Silver's recent outperformance suggests that the market may be starting to see it as it sees gold-as ultimate money, he added.

BMO Research forecasts silver to average $12 an ounce in the first half of this year, $13.50 an ounce in the second half of the year, and $14 an ounce in 2010. The long-term forecast continues to be $12.50/oz.

However, Melek noted, The expectation that silver fabrication demand will drop 5-8% (lower industrial use and sliding jewelry sales) this year has reduced investor appetite for silver relative to gold. The market was concerned that lower demand would precipitate a considerable inventory build. However, this proved not to be the case on the COMEX-stocks have actually dropped 12% to 124 million oz. from the most recent August 2008 high.

Meanwhile, Melek suggested, Mine site developments weaken the argument that there will be large amounts of silver coming into the market as a result of base metal mining. Zinc, lead and copper product cutbacks/suspensions are likely to limit by-product silver growth for the next two years.

In fact, an analysis of lead/zinc curtailments points to a decrease in silver supply of over 15 Moz in 2009 and 8.75 million ounces in 2010. This leaves primary supply growth which, like other parts of the industry, continues to be hit by the credit crunch and concern on the demand side-not to mention the lack of high quality projects in the pipeline, he advised.

Although BMO Research expects base metals and silver to be under selling pressure in the first half of this year, Melek forecasts a modest turnaround later on this year.

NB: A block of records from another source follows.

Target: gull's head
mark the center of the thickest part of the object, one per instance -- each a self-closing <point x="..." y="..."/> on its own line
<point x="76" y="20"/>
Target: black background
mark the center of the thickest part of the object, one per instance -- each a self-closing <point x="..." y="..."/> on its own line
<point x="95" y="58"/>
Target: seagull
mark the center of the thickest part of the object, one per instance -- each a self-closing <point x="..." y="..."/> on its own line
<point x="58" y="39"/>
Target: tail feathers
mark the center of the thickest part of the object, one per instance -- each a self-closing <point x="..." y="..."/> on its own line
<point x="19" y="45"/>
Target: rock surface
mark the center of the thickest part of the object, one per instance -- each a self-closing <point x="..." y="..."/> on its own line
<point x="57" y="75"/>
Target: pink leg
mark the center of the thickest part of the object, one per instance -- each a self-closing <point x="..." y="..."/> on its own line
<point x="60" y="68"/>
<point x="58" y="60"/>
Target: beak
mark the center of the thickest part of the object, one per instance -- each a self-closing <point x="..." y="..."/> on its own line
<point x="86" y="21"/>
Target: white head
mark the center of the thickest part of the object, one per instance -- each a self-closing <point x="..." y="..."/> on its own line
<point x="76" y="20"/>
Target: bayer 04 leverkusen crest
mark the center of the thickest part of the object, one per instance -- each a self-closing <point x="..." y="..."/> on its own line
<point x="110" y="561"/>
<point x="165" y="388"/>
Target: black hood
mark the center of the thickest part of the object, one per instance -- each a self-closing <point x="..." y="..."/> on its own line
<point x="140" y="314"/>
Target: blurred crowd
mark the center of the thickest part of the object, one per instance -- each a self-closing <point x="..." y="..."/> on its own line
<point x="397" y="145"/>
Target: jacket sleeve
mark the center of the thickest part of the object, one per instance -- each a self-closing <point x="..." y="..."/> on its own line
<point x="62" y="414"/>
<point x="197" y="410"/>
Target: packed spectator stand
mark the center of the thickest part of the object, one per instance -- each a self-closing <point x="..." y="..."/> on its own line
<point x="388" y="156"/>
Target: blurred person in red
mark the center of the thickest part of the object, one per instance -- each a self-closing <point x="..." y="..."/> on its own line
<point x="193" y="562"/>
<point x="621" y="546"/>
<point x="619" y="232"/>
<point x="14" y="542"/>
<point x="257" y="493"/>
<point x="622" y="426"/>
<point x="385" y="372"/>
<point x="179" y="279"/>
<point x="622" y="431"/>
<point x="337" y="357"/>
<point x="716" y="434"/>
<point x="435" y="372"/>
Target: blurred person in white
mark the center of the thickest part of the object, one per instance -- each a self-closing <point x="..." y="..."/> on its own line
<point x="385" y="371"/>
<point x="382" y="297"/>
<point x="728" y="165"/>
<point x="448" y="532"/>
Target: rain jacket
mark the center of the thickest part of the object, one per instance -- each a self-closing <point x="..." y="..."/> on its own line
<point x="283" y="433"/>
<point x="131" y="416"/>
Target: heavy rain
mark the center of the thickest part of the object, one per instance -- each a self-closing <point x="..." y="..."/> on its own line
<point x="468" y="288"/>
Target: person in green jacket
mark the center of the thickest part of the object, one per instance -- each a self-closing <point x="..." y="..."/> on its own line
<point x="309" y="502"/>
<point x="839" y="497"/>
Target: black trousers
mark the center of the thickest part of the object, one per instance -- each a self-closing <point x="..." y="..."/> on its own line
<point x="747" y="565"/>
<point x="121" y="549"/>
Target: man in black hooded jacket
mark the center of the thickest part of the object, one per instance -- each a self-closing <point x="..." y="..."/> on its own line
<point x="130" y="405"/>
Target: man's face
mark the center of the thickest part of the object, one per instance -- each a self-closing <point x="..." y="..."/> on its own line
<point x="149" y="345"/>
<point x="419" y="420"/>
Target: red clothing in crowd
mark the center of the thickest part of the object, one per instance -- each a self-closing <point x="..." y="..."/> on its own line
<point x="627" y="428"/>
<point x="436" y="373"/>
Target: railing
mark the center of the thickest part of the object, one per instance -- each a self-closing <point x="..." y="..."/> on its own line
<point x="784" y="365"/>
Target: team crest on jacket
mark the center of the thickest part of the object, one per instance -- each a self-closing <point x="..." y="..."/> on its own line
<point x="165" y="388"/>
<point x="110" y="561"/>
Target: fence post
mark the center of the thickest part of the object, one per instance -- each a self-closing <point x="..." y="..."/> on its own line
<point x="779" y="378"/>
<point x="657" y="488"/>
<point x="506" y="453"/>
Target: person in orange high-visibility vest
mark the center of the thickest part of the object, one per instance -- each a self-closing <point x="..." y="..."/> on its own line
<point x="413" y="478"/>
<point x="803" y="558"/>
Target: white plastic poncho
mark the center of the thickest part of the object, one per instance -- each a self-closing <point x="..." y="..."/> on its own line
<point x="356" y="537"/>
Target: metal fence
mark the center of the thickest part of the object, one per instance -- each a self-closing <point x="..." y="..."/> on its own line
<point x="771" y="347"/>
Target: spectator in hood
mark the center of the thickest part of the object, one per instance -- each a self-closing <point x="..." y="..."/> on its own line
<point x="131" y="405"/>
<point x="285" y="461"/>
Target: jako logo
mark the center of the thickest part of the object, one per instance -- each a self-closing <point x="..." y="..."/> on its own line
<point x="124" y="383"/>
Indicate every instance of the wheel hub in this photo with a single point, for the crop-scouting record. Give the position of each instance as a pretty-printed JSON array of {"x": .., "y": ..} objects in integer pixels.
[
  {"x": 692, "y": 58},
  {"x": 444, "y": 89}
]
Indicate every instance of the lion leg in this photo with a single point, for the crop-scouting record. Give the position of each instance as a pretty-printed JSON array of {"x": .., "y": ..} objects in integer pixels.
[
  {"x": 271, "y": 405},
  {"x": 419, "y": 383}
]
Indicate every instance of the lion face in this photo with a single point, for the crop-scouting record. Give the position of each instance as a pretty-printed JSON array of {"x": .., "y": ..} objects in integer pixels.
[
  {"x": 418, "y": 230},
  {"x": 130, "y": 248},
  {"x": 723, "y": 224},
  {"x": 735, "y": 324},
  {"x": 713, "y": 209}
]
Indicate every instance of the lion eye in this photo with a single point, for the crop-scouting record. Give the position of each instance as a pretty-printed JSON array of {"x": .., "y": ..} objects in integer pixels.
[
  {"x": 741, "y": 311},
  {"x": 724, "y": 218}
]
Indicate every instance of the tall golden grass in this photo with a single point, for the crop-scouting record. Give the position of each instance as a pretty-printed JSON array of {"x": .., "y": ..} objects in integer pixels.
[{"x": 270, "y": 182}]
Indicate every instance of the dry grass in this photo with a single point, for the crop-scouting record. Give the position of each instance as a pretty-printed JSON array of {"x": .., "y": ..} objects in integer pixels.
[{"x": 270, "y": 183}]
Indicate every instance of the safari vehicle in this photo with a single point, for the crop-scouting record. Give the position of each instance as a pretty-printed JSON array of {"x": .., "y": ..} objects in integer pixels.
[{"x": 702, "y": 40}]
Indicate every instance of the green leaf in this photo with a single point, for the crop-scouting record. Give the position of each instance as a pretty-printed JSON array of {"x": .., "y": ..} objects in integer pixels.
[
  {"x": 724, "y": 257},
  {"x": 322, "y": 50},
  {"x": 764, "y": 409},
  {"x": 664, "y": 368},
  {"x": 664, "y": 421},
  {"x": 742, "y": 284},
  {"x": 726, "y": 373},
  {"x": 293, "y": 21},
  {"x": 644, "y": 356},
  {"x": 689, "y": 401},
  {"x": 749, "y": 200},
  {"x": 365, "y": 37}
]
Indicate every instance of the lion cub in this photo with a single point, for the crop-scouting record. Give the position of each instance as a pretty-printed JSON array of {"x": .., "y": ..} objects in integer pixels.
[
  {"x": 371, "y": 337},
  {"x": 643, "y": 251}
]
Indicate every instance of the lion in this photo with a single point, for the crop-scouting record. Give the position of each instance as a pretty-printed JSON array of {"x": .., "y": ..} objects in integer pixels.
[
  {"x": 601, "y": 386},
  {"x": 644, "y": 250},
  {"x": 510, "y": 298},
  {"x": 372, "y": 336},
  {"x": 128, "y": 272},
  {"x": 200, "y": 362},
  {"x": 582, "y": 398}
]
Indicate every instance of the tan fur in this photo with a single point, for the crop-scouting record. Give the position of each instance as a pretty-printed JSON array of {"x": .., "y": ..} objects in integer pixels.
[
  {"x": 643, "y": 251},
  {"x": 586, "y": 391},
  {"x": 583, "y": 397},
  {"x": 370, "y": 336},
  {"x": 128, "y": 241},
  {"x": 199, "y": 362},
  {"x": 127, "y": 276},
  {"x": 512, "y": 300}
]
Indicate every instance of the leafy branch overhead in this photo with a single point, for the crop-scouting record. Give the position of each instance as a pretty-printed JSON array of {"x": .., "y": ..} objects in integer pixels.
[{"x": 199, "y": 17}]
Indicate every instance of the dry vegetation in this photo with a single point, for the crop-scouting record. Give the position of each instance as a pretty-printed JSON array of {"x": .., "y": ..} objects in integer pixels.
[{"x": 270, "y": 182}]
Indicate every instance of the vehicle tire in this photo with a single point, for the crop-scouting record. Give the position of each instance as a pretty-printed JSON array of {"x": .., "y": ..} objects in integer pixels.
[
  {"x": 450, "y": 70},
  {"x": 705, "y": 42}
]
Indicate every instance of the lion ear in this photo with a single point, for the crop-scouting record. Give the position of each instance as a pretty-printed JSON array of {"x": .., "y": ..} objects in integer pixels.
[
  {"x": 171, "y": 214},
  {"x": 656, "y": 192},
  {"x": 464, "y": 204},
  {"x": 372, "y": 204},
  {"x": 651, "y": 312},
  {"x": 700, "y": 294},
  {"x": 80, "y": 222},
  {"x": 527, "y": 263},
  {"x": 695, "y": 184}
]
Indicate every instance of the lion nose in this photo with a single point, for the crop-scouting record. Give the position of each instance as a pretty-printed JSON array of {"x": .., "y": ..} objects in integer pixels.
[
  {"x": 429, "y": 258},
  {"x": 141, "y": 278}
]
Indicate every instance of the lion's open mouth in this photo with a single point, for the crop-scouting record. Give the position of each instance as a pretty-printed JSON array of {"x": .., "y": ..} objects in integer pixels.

This view is being driven by more positive facts on the ground and expectations that aggressive fiscal and monetary policy interventions will yield positive results.

Melek also suggests that greater stability and better economic prospects will help jewellery and silverware markets later in 2009. Strong demand and moderating manufacturing inventories, along with slower supply growth could be the catalyst that persuades investors that a large over-supply is not pending.

With over-supply concerns starting to abate, silver could continue on its recent trajectory and become more precious, or gold like, he claimed.

Melek said the amount available for silver investment is quite small-likely 50 million to 100 million ounces at the most. This is a pitifully small market, especially when compared relative to the amount of future paper that will be flying around looking for a home.

He concluded that mined silver is insufficient to balance the market and it will be the investor who provides the marginal ounces. If investors choose to buy silver as a hedge in turbulent times, they will not want to give up their real assets like silver easily. This implies firm prices for silver.